Planned Parenthood's D.C. staffers unionize as abortion-rights groups address diversity issues
Staff members at Planned Parenthood's national Washington, D.C., office say they have unionized and reached an agreement with management to improve workers' rights. The move toward collective bargaining comes as Planned Parenthood and other abortion-rights groups have been scrutinized for workplace issues, including a lack of diversity within management.
Union leadership told CBS News exclusively that Planned Parenthood's roughly 70 union-eligible D.C. staffers unanimously voted to join SEIU Local 500, a local branch of the second-largest union in the U.S. Under the agreement, Planned Parenthood management will "address equity in the workplace, codify benefits, and provide members a voice in organizational decision making."
The agreement between Planned Parenthood Federation of America and its D.C. staffers comes after nearly four years of negotiations that began under the organization's former president Cecile Richards, union leaders told CBS News. After announcing their intention to unionize in September 2016, negotiations stalled following President Trump's election when Planned Parenthood found itself playing defense against an unprecedented wave of abortion restrictions.

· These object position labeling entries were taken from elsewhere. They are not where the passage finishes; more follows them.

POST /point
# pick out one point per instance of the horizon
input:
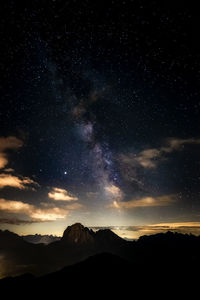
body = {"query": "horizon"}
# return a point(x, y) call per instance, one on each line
point(99, 117)
point(132, 232)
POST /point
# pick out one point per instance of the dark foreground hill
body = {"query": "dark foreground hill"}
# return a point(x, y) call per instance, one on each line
point(83, 260)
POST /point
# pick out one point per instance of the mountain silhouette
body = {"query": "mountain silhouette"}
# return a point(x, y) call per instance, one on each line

The organization's D.C. office unionized to "ensure Planned Parenthood's long-term security and build collective power for the workers who make it possible for the organization to successfully carry out its mission," said Aaron Wilder, a member of the bargaining unit leadership team and regional campaign manager at Planned Parenthood.
"We are the doers: the employees who come to the job every day to tirelessly fight for Planned Parenthood patients and reproductive rights," Wilder said in an email to CBS News.

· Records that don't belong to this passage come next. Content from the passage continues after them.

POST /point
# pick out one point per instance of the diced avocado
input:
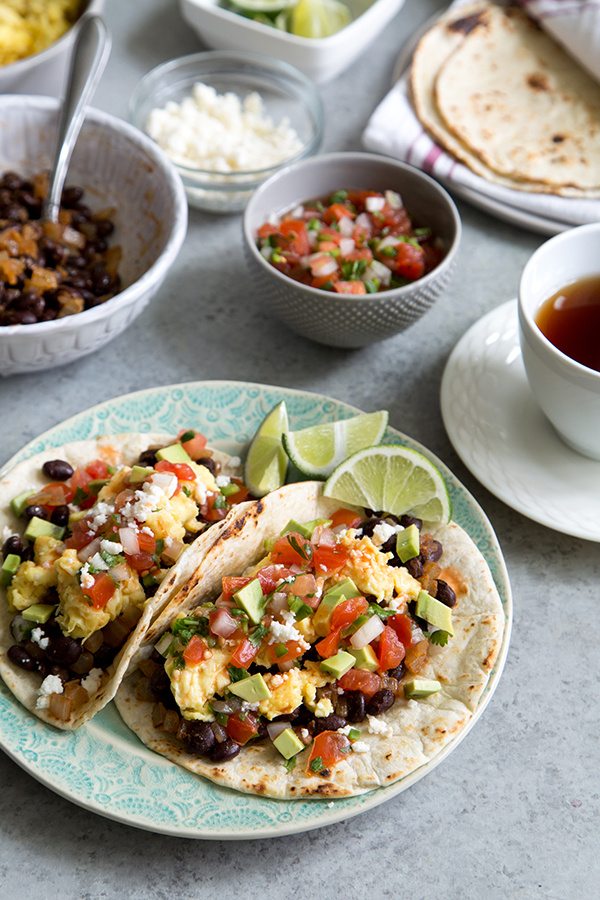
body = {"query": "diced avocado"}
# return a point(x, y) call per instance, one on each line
point(252, 689)
point(288, 743)
point(339, 664)
point(434, 612)
point(9, 567)
point(39, 612)
point(40, 527)
point(421, 687)
point(139, 473)
point(252, 600)
point(365, 659)
point(408, 543)
point(341, 591)
point(173, 453)
point(18, 503)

"The PPFA national office fully believes in the rights of staff to organize and unionize, and supports the DC and Miami unions," said Melanie Newman, a Planned Parenthood spokesperson, in an email to CBS News.
The organization's move towards unionization comes after accusations of poor working environments and unfair treatment of Black staffers at some of the country's most prominent reproductive health organizations, including Planned Parenthood. NARAL, an abortion-rights group, was accused last month of failing to include enough people of color in senior-level management positions, including its board. At Planned Parenthood of Greater New York, the group's largest affiliate, allegations of abusive behavior and racial discrimination resulted in the ouster of its chief executive officer.
"The things that have been highlighted at some of our affiliates, well, the national office isn't immune," said a Planned Parenthood employee and member of its union leadership who asked not to be named. "White supremacy rears its ugly head everywhere we go, even in progressive and nonprofit spaces."
The employee said the "union provides that layer of protections for people to be able to speak out and to address these issues."
The chief executives at both Planned Parenthood and NARAL have apologized for a lack of diversity within their senior ranks and promised to make changes to address the issue.
"We have real work ahead of us to ensure staff feel safe and valued, particularly our staff of color who are asked to represent and advocate for the mission, while often quietly shouldering the accountability work inside," said Alexis McGill Johnson, Planned Parenthood's president, in a tweet last month, addressing those accusations. "They do that work quietly because speaking up often comes at a personal cost. Too many people of color, particularly Black women, face unfair backlash for speaking truth to power."
Planned Parenthood's D.C. staffers are the organization's second federal office to reach a collective bargaining agreement; the group's federal Miami bureau unionized in 2018. A handful of Planned Parenthood's roughly 50 affiliates have also unionized.